Agnes and Marian were partly in this secret, as they had been in the previous one; so these young ladies came down stairs at seven o’clock to make breakfast for Charlie. It was nine now, and the long morning began to merge into the ordinary day; but the girls arrested Mamma on the threshold of her daily business to make eager inquiry about the Aunt Bridget, of whom, the only one among all their relatives, they knew little but the name.
“My dears, this is not a time to ask me,” said Mrs Atheling: “there is Susan waiting, and there is the baker and the butterman at the door. Well, then, if you must know, she was just simply an old lady, and your grandpapa’s sister; and she was once governess to Miss Rivers, and they gave her the old Lodge when the young lady should have been married. They made her a present of it—at least the old lord did—and she lived there ever after. It had been once in your grandpapa’s family. I do not know the rights of the story—you can ask about it some time from your papa; but Aunt Bridget took quite a dislike to us after we were married—I cannot tell you why; and since the time I went to the Old Wood Lodge to pay her a visit, when I was a bride, I have never heard a kind word from her, poor old lady, till to-day. Now, my dears, let me go; do you see the people waiting? I assure you that is all.”

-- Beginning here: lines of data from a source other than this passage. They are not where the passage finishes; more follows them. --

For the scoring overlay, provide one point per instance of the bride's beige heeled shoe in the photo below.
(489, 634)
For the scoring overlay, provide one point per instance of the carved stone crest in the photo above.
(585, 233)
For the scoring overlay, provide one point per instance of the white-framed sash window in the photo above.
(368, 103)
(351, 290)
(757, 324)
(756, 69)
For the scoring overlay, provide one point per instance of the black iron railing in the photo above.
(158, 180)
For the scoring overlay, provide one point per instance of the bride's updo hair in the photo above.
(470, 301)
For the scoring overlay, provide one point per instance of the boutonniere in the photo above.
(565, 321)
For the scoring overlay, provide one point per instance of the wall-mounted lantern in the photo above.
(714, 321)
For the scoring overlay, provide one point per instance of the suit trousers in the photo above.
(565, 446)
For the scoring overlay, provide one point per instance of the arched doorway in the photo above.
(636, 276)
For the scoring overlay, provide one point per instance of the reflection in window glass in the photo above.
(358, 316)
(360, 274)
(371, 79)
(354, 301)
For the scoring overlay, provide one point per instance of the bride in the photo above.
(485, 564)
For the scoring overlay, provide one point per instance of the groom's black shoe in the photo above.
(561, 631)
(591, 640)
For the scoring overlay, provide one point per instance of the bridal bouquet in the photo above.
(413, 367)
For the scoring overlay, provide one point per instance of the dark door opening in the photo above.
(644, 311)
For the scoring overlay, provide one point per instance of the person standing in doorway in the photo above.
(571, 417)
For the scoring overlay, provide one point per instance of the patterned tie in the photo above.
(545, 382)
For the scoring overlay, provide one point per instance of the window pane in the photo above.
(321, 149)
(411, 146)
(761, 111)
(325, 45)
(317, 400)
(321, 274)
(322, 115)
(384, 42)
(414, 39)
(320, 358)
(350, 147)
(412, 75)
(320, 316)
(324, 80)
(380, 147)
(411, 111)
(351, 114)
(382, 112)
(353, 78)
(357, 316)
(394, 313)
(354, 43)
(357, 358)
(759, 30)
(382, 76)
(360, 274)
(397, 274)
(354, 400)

And that was all that could be learned about Aunt Bridget, save a few unimportant particulars gleaned from the long conversation concerning her, which the father and the mother, much moralising, fell into that night. These young people had the instinct of curiosity most healthily developed; they listened eagerly to every new particular—heard with emotion that she had once been a beauty, and incontinently wove a string of romances about the name of the aged and humble spinster; and then what a continual centre of fancy and inquiry was that Old Wood Lodge!